FEM transient state (time domain) The FEM time-domain solver is used to analyze transient state electromagnetic fields, applicable on time domain reflectometry (TDR), lighting strikes, ground penetrating radar (GPR), electrical static discharge (ESD), electromagnetic interference (EMI), and other typical application fields. Through the high-precision meshing technology similar to the frequency-domain solver, time-domain analysis of high-precision can be obtained without repeated adjustments for meshing or complex numerical analysis procedures such as discriminant numerical convergence. The time-domain solver can be supplementary to the frequency-domain HFSS solver, allowing the engineers to comprehend the time domain and frequency domain electromagnetic characteristics on the same mesh.
Integral equation Integral equation (IE) solver uses 3D method of moments (MoM) technology to effectively solve the open radiation and scattering problems. The IE is suitable for scattering studies of antenna design, antenna placement, and radar cross-section (RCS). Such solver uses multilevel fast multipole method (MLFMM) or adaptive cross approximation (ACA) to reduce simulation resources and time for the solution. Large-scale problems can be solved by this tool.
Ansys HFSS SBR+ SBR+ is the only commercial electromagnetic solver that can achieve SBR, while it can adopt methods including the physical theory of diffraction (PTD), the uniform theory of diffraction (UTD), and creeping way at the same time, analyzing the performance of the installed antenna on a large electrical platform with wavelengths of more than a thousand times.
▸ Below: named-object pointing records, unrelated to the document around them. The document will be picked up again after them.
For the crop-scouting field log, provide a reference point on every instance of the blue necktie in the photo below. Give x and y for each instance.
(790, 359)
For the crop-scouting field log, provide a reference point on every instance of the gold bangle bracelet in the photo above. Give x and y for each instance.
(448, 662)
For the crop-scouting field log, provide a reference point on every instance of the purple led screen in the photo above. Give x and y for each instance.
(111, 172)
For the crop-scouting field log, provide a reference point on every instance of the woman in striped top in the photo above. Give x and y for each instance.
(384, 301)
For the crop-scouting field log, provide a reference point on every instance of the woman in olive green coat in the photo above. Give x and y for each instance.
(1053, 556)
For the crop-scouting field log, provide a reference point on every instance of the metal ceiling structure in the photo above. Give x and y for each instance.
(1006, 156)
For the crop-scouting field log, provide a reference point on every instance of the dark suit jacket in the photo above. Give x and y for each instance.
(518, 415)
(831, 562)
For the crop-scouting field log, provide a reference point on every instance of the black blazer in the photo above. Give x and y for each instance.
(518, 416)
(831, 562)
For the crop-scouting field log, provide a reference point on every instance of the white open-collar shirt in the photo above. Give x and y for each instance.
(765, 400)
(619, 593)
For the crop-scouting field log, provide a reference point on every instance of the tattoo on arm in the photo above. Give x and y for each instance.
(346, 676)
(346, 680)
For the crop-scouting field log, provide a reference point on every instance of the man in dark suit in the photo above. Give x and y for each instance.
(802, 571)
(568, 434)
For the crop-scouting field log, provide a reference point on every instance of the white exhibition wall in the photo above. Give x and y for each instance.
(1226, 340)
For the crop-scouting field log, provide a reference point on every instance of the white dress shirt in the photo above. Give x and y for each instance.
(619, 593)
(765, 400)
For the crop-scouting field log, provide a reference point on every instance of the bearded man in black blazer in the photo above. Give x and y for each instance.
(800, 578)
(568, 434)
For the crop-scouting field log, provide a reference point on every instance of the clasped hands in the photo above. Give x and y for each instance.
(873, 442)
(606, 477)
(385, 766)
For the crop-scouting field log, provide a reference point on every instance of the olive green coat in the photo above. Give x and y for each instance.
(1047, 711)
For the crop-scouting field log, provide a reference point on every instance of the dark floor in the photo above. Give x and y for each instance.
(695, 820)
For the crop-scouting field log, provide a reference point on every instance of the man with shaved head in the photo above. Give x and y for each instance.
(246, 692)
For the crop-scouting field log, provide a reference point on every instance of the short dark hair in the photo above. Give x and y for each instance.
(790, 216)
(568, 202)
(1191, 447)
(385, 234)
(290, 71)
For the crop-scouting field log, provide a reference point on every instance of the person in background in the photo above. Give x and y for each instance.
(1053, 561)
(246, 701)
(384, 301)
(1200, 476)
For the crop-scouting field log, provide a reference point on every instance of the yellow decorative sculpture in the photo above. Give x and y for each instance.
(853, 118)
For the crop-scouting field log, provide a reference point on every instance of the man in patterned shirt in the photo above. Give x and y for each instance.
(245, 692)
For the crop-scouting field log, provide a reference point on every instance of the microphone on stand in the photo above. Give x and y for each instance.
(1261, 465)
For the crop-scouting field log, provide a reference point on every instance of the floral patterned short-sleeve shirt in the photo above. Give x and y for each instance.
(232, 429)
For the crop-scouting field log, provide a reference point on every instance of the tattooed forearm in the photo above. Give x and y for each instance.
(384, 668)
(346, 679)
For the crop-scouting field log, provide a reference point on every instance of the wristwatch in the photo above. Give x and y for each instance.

SBR+ uses ray tracing technology to conduct modeling analysis with the surface induction current on the antenna platform or the scattering geometric conditions of conductors and dielectrics. With the SBR+ solver, engineers can quickly and precisely predict the antenna far-field radiation pattern, near-field distribution, and coupling relationship between antennas (S parameters) of medium, large and extra-large platforms. It can execute transmission and reflection modeling in vehicles, aircraft, radome, and other large structures. In addition, HFSS SBR+ can efficiently conduct radar feature modeling, including ISAR imaging of large targets.
HFSS 3D Layout HFSS 3D layout is used on the layered geometric analysis and optimization platforms of PCB, IC packaging, and passive components. It is suitable for the analysis of the integrity of PCB and packaging signals. The application fields include high-speed serial links in areas with complex shunt, transmission lines on uneven planes of reference, planar antennas, and millimeter-wave circuits. Engineers can draw or import geometric shapes, analyze their electromagnetic features, and calculate the radiated field, impedance, propagation constant, S-parameter, or insertion/return loss. Antenna toolkit HFSS offers an antenna design toolkit, which is an independent and practical in-built application that can automatically execute the composition and creation of more than 50 types of antennas in geometric shapes. This tool allows the antenna designers to quickly model and analyze common antennas and helps the new users to learn HFSS for antenna design simulation. With just the frequency band and material, antenna models will be automatically composed and generated for further HFSS simulations.
HPC High-performance computing Ansys HPC conducts parallel computing to process large-scale and complex physical models, using multithreading, spectral decomposition method (SDM), domain decomposition method (DDM), and various hybrid processing methods to significantly increase solving efficiency and shorten the computing time.